FIG. 1 is a cross-sectional view illustrating a conventional method for manufacturing a capacitor with a TaON thin film in a semiconductor device.
As shown in FIG. 1, according to the conventional capacitor manufacturing method, a TaON thin film 2 having a high dielectric constant is deposited over a lower electrode 1, for example, a polysilicon film.
Then, a TiN/polysilicon film 3 having a laminated structure is deposited over the TaON thin film 2. The deposition of the TiN/polysilicon film 3 is achieved by forming a TiN thin film in a CVD (Chemical Vapor Deposition) chamber using TiCl4 as a precursor and NH3 as a reaction gas. Thus, a capacitor with an MIS structure is completely formed.
However, there are some problems involved in the conventional method for manufacturing a capacitor of a semiconductor memory device.
For example, when forming the TiN thin film in the CVD chamber using TiCl4 as a precursor and NH3 as a reaction gas during the formation process of the TiN/polysilicon film having a laminated structure conducted after the deposition of the TaON thin film having a high dielectric constant, oxidation may occur between the TiN thin film and the TaON thin film at a CVD chamber temperature around 500xc2x0 C. As a result, oxygen in the TaON thin film migrates to the TiN thin film, whereby a depletion of oxygen occurs within the TaON thin film. Also, there is an increase in leakage current in the capacitor comprised of the TaON thin film.
Therefore, the present invention has been made in order to solve the above-mentioned problems in the related art. The present invention provides a method for manufacturing a capacitor in a semiconductor device, which is capable of preventing deterioration of the dielectric film while suppressing the generation of leakage current in the capacitor.
In accordance with one aspect, the present invention provides a method for manufacturing a capacitor in a semiconductor device, comprising steps of: forming a lower electrode on a semiconductor substrate; forming a nitride film over the lower electrode; forming an amorphous TaON thin film over the nitride film; subjecting the amorphous TaON thin film to a thermal treatment at a high temperature to effect a crystallization thereof; and forming a laminated structure composed of a TiON film and a doped silicon film for an upper electrode over the crystallized TaON thin film.

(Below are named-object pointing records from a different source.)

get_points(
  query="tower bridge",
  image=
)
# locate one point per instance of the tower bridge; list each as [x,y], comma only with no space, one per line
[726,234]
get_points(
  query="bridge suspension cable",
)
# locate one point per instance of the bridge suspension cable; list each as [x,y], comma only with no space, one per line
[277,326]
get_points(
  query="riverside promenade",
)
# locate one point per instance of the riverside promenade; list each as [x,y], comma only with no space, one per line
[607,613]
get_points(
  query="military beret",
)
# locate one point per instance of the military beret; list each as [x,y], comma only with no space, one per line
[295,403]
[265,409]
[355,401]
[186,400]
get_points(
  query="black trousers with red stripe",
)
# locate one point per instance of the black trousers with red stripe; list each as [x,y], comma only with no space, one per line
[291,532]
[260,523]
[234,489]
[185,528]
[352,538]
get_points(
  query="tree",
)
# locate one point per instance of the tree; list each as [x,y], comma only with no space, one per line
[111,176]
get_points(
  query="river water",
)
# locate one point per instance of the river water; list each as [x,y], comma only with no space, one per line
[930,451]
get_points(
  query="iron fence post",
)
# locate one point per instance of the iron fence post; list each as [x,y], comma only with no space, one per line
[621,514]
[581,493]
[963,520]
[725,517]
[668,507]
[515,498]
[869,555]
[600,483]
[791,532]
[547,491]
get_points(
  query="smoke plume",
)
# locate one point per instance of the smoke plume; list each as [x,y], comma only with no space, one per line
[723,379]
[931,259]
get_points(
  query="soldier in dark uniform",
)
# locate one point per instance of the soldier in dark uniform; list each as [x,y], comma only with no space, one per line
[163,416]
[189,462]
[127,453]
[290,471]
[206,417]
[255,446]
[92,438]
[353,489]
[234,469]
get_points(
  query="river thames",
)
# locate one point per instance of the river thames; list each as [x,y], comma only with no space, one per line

In accordance with another aspect, the present invention provides a method for manufacturing a capacitor in a semiconductor device, comprising steps of: forming a lower electrode made of a conductive polysilicon film or a conductive amorphous silicon film on a semiconductor substrate; forming a nitride film over the lower electrode; forming an amorphous TaON thin film over the nitride film; crystallizing the TaON thin film by using a furnace in a batch type furnace (batch furnace) or a rapid thermal treatment; and forming a laminated structure composed of a TiON film and a doped silicon film for an upper electrode over the crystallized TaON thin film.